Any time one has any kind of societal organization (even the most rudimentary ones) you'll inevitably get borders or limits.

And this is all related to my point about how the currently popular view that somehow borders are unnatural, artificial and unjust modern constructs is debunked by the history of humans and how we've always organized ourselves to live together in groups.
Interesting discussion of hunter-gatherer political life and its implications for contemporary anarchist politics! Unfortunately, I think you both make some bad assumptions about hunter-gatherers. To begin with, you both assume one can broadly generalize about "the hunter-gatherer period" (that is, some 2 million years!) or "how we've always organized ourselves to live together in groups." If you ever took an anthropology course you'd realize there are a gazillion ways humans can and do organize ourselves to live together. Some hierarchical, some not. Some based on rules (with consequences for breaking them), others not. Some based on defending borders, others not.

A great many hunter-gatherer societies known to Western observers in modern times, such as the Iroquois, the Huron and some Plains Indians in North America, in fact operated on the principle that every adult (and child, to some degree) is always free to do exactly as he or she pleases.

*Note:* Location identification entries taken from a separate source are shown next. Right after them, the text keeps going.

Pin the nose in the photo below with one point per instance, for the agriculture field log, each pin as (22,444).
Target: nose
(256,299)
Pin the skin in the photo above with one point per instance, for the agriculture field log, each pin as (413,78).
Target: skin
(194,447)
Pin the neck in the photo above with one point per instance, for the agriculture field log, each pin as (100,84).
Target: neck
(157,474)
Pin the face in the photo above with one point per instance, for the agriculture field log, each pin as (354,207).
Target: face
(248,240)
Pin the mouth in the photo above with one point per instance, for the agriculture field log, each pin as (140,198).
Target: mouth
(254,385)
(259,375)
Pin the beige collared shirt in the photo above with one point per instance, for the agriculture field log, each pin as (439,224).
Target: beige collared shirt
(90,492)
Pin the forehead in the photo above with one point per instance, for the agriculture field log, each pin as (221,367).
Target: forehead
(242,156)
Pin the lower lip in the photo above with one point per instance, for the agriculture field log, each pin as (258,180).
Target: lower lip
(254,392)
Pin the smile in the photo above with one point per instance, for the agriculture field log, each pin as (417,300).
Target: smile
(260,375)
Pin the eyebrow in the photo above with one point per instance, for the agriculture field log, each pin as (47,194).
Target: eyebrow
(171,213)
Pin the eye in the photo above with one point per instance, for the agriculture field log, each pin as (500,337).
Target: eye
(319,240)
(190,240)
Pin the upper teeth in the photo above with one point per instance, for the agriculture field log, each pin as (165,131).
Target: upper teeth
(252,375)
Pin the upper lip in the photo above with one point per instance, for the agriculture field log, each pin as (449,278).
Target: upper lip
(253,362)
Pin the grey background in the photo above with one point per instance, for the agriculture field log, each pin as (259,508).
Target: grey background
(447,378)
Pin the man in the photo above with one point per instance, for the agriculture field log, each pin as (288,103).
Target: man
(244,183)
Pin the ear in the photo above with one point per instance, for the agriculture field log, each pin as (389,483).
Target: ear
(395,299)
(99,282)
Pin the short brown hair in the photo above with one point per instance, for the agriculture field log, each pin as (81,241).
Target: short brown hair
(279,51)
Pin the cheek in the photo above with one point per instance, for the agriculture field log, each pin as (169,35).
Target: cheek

There was simply no means of violent coercion available to chieftains, elders, husbands or to anybody else. This is what most shocked early European observers. Other groups, like the Cheyenne, lived under the rule of law during only part of the year (the buffalo hunt) and enjoyed complete freedom and autonomy during the rest.

A correlate of this freedom is the extraordinary mobility of hunter-gatherers. Far from jealously defending "their" territory, they often roam over vast distances, treat outsiders with generosity and leave their own band to join another as often as they wish. Any accurate map (e.g. this one) will show plenty of overlap between the "territories" of different groups; in practice, this meant bands tended to be diverse and cosmopolitan. So cosmopolitan, in fact, that pre-Columbian hunter-gatherer North America had to develop a lingua franca, Plains Indian Sign Language, shared by speakers of dozens of languages spread over at least a million square miles (shaded crimson on the map below).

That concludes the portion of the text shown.